This shift matters profoundly for healthcare information technology (HCIT) companies. Historically, software vendors have benefited from product complexity, scarce engineering capacity and the difficulty of building reliable applications for regulated healthcare environments. AI-assisted software development and ‘vibe coding’ are weakening some of these barriers by making software cheaper and faster to build. Larger healthcare services providers, particularly those with scale, proprietary data assets and specialised workflows, are now asking whether they should build more of their own solutions.

However, the conclusion should not be that HCIT moats are disappearing. Instead, they are moving. Coding speed, rapid prototypes and feature-level differentiation are commoditising. The more durable sources of advantage are healthcare specific: reliability, regulatory-grade governance, integration depth, data access, change management, evidence, implementation capacity and embedded distribution through systems of record.

AI is reshaping software economics

AI is changing both the supply and demand sides of healthcare software. On the supply side, coding, testing, documentation and design workflows can now be accelerated materially by AI tools. Software companies can release more functionality with the same development resources; at the same time, customers with strong internal product owners and clinical experts can build more bespoke tools than before.

On the demand side, buyers are becoming less impressed by demos and more focused on proof. If many vendors can produce a plausible workflow mock-up, the real questions become whether the software is validated, integrated, governed, secure and capable of performing reliably in a local care environment. Healthcare buyers will increasingly ask for evidence of productivity, throughput, safety, data quality and compliance rather than for a simple features list.

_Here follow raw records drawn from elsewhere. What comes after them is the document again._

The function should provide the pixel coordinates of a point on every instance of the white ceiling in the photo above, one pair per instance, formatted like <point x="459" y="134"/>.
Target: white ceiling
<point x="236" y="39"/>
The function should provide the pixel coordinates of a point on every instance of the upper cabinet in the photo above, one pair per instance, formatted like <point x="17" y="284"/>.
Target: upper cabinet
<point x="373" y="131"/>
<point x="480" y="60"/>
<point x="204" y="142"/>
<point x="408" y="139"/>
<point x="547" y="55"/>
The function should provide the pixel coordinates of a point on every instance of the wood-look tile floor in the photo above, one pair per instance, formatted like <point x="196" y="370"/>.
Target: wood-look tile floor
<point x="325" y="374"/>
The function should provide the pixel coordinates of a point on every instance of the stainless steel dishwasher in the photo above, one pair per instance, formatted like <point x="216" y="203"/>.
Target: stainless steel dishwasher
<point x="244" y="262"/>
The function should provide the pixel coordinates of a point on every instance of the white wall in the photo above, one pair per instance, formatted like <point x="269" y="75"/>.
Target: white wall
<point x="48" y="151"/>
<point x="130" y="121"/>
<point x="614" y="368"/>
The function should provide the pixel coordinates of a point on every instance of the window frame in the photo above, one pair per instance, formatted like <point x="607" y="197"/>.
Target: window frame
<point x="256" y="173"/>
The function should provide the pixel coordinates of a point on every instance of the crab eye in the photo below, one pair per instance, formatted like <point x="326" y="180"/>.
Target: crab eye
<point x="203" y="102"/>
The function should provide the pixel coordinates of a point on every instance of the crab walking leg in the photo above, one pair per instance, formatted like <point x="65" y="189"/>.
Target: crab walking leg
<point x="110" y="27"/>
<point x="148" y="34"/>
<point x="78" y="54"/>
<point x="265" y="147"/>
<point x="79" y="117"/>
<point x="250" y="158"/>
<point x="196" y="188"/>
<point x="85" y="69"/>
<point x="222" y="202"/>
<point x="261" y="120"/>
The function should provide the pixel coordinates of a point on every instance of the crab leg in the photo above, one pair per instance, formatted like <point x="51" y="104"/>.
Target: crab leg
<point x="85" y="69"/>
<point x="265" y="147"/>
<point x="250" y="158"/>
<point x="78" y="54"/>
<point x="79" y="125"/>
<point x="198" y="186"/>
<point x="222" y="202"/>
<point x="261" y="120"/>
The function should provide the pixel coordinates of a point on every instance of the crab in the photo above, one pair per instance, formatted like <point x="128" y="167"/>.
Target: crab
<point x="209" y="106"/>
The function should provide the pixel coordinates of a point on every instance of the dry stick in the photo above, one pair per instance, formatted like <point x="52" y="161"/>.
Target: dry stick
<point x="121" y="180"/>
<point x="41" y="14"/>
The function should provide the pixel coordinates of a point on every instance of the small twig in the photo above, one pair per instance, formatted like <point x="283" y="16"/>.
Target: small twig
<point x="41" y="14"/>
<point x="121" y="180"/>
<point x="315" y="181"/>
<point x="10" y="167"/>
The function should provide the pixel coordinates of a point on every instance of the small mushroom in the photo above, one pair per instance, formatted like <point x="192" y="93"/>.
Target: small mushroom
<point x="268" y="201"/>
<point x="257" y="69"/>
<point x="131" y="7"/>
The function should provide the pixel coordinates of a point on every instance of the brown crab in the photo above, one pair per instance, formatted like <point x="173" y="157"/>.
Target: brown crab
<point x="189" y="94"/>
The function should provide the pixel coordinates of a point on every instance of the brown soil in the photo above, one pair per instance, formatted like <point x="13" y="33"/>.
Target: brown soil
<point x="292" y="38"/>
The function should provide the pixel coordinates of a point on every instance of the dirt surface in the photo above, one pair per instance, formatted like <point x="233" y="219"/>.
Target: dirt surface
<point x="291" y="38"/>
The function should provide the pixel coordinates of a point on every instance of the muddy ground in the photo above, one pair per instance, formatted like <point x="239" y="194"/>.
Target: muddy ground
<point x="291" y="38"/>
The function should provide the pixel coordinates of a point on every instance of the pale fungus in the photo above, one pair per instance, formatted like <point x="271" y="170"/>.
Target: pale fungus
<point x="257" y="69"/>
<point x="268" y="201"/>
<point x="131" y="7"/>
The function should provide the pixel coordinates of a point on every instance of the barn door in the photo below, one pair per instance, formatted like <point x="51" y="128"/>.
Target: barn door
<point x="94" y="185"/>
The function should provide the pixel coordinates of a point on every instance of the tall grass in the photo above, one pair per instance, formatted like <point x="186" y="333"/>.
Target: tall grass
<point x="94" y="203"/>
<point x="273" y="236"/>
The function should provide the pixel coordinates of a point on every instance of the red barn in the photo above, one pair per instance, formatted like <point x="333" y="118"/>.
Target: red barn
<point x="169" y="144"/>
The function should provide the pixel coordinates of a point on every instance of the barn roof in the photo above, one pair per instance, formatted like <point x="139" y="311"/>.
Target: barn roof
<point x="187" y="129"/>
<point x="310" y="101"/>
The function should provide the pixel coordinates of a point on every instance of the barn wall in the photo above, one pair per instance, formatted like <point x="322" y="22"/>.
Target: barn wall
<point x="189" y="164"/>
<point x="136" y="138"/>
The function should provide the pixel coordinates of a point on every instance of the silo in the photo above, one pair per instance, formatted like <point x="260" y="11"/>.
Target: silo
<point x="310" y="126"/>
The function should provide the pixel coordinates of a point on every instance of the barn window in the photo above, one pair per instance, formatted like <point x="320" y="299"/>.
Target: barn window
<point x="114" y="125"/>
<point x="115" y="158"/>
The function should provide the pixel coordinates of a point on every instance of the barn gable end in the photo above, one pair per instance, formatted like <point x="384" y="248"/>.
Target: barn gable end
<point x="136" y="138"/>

This creates an apparent paradox. AI lowers the cost of building software, which threatens established vendors. But healthcare-grade deployment remains difficult, which protects vendors that have already industrialised quality management, validation, interoperability, cybersecurity and customer support.

Why systems of record remain protected

In HCIT, systems of record remain the anchor of value capture. Electronic medical record (EMR), radiology information system/picture archiving and communication system and laboratory information system platforms are mission-critical operational systems. They are deeply embedded into clinical workflows, billing logic, regulatory reporting, data access and daily operations. Replacement cycles can extend five to 10 years or more, and migrations are risky, expensive and operationally disruptive.

For this reason, near-term AI value is likely to concentrate in modules adjacent to the core rather than in full replacement of the core. Systems of engagement, action, insight and innovation can move faster because they add functionality around the existing stack. But they still need access to the data and workflows controlled by systems of record. This makes incumbent HCIT vendors gatekeepers: third-party AI can scale only when it is integrated into the clinical and operational pathways.

Near-term AI value is likely to concentrate in systems of action, insight and engagement rather than in the wholesale replacement of systems of record (see Figure 2).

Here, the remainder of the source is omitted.